Une société de libertés de choix de vie, de possibilité d’entreprendre, d’innover, de se former, changer de vies; avec des entreprises innovantes, citoyennes, rentables, qui se basent sur des agents plus autonomes, mieux formés, qui font vivre une démocratie sociale forte. Une cogestion à l’Allemande, où des syndicats plus forts, moins éclatés, plus responsables, partagent les intérêts globaux de l’entreprise et peuvent influencer sa stratégie.
Une société avec des citoyens forts, une administration efficace, moins d’échelons locaux, une démocratie vivante, avec de la proportionnelle, des élus exemplaires, des associations dynamiques.
Une société sure, qui investit fermement dans la lutte contre l’insécurité, contre les fraudeurs fiscaux, le travail au noir, et se donne les moyens de sa puissance, avec une armée en adéquation avec ses ambitions de protection.
Une gestion saine, une dette maîtrisée qui ne finance pas le fonctionnement, une administration globalement efficace, qui permet une fiscalité raisonnable, ou des services publics de haut niveau reconnus qui justifient le niveau de fiscalité…
Mais l’idéal ne fait pas un programme politique
- Tout d’abord lorsqu’on trace un idéal sans cohérence, plusieurs objectifs sont contradictoires.

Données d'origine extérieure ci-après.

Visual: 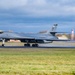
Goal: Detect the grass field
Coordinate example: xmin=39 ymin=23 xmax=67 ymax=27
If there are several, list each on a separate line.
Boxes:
xmin=0 ymin=48 xmax=75 ymax=75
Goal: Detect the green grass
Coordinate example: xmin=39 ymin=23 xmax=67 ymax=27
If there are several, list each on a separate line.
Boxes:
xmin=0 ymin=48 xmax=75 ymax=75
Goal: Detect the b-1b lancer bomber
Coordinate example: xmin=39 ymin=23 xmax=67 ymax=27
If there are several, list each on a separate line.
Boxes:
xmin=0 ymin=24 xmax=69 ymax=47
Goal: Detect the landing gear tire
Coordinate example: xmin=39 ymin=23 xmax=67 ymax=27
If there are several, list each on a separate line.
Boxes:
xmin=32 ymin=44 xmax=38 ymax=47
xmin=24 ymin=44 xmax=30 ymax=47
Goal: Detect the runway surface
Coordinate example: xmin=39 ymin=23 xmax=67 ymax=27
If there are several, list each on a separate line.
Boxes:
xmin=0 ymin=41 xmax=75 ymax=48
xmin=0 ymin=46 xmax=75 ymax=48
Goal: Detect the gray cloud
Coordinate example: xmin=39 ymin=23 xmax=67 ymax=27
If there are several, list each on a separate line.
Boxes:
xmin=0 ymin=0 xmax=75 ymax=17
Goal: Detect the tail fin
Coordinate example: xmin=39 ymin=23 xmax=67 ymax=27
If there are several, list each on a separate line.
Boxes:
xmin=49 ymin=24 xmax=58 ymax=36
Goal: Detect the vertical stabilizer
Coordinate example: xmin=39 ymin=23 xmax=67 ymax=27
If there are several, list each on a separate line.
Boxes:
xmin=49 ymin=24 xmax=58 ymax=36
xmin=50 ymin=24 xmax=58 ymax=32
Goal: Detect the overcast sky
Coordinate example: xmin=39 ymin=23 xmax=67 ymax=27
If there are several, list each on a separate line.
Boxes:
xmin=0 ymin=0 xmax=75 ymax=32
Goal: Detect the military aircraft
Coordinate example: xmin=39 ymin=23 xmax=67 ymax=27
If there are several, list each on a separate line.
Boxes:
xmin=0 ymin=24 xmax=69 ymax=47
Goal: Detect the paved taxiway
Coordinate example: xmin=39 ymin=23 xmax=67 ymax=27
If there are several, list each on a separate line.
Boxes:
xmin=0 ymin=41 xmax=75 ymax=48
xmin=0 ymin=46 xmax=75 ymax=49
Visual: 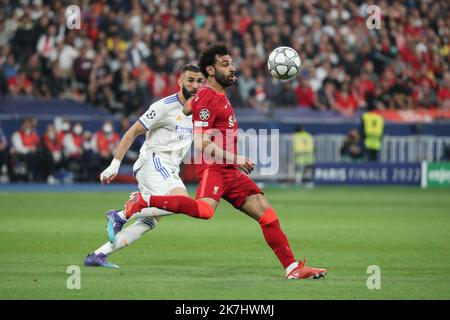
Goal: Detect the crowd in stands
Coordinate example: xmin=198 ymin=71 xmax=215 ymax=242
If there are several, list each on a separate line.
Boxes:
xmin=0 ymin=0 xmax=450 ymax=115
xmin=0 ymin=117 xmax=142 ymax=184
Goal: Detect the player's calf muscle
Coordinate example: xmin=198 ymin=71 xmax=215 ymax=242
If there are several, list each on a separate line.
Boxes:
xmin=241 ymin=194 xmax=271 ymax=220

D’ailleurs cela commence à l’intérieur de chacun : les exemples sont infinis. On peut être écologiste pour les enjeux globaux, mais vouloir deux ou trois enfants. De même la plupart des individus souhaitent acquérir un habitat individuel, y compris ceux qui prônent une densification des habitats ou un arrêt de l’étalement urbain. Certains font du sport ou mangent bio pour améliorer leur santé mais fument. Ou prônent une diminution du temps de travail par un partage des richesses et du travail, mais ne demandent pas un temps partiel auquel ils auraient droit…

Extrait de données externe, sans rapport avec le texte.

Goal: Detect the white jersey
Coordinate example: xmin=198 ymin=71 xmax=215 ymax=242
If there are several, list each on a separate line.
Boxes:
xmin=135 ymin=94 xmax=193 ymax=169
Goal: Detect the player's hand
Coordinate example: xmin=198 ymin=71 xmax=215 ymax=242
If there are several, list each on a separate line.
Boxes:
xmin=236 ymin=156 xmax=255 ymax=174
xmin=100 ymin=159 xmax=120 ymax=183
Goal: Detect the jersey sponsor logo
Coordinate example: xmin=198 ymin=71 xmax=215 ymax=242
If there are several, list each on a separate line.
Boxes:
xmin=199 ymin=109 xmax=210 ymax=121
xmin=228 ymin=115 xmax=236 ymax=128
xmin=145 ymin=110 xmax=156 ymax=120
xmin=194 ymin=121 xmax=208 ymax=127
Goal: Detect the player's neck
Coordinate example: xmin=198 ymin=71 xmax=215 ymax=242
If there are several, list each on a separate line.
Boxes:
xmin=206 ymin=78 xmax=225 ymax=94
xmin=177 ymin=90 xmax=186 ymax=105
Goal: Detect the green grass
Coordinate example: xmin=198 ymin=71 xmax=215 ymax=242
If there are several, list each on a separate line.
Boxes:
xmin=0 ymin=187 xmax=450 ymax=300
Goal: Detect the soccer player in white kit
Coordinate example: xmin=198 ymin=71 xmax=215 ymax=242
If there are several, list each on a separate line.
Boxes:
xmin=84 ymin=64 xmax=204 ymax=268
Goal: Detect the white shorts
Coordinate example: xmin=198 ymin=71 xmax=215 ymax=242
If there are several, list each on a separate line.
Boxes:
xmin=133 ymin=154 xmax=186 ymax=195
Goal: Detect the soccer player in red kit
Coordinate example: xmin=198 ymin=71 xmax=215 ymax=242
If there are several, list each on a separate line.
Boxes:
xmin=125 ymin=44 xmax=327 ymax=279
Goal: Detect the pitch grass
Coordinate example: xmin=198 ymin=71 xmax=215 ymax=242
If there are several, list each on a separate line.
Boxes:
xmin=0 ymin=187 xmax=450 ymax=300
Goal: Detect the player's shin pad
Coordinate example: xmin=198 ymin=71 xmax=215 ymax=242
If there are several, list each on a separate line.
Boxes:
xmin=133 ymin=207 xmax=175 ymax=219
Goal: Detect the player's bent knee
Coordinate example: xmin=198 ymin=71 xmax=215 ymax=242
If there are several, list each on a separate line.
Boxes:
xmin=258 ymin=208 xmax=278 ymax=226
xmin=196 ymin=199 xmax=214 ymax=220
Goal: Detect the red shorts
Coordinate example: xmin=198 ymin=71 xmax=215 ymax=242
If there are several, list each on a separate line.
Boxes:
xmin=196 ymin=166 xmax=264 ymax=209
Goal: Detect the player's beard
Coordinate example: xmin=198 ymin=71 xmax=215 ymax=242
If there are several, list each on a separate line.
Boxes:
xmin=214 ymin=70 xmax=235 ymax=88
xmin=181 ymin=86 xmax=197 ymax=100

C’est pareil pour les idées générales : on peut difficilement proposer des objectifs contradictoires, dans une réalité complexe. Il faut donc faire des choix, des arbitrages, des nuances. - Il y a des moyens à mettre en cohérence avec des résultats. Des choix à faire. Imposition des ménage, des hauts revenus, des entreprises, dette… avec des conséquences futures sur la société (pénalisation de l’activité, augmentation des inégalités..) Ainsi, lorsque certains préconisent des dépenses nombreuses, une dette maîtrisée, et une fiscalité raisonnable, il y a un souci…
Implicitement, cela oblige à sortir du cadre : la dette ne sera pas forcément remboursée. Du coup le cadre se dérobe : les marchés financiers ne prêtent plus. Alors il faut aller plus loin : on créera notre propre monnaie / Cela implique de sortir des traités européens. Une inflation massive est créée, qui plombe les entreprises exportatrices, et le pouvoir d’achat pour les produits importés..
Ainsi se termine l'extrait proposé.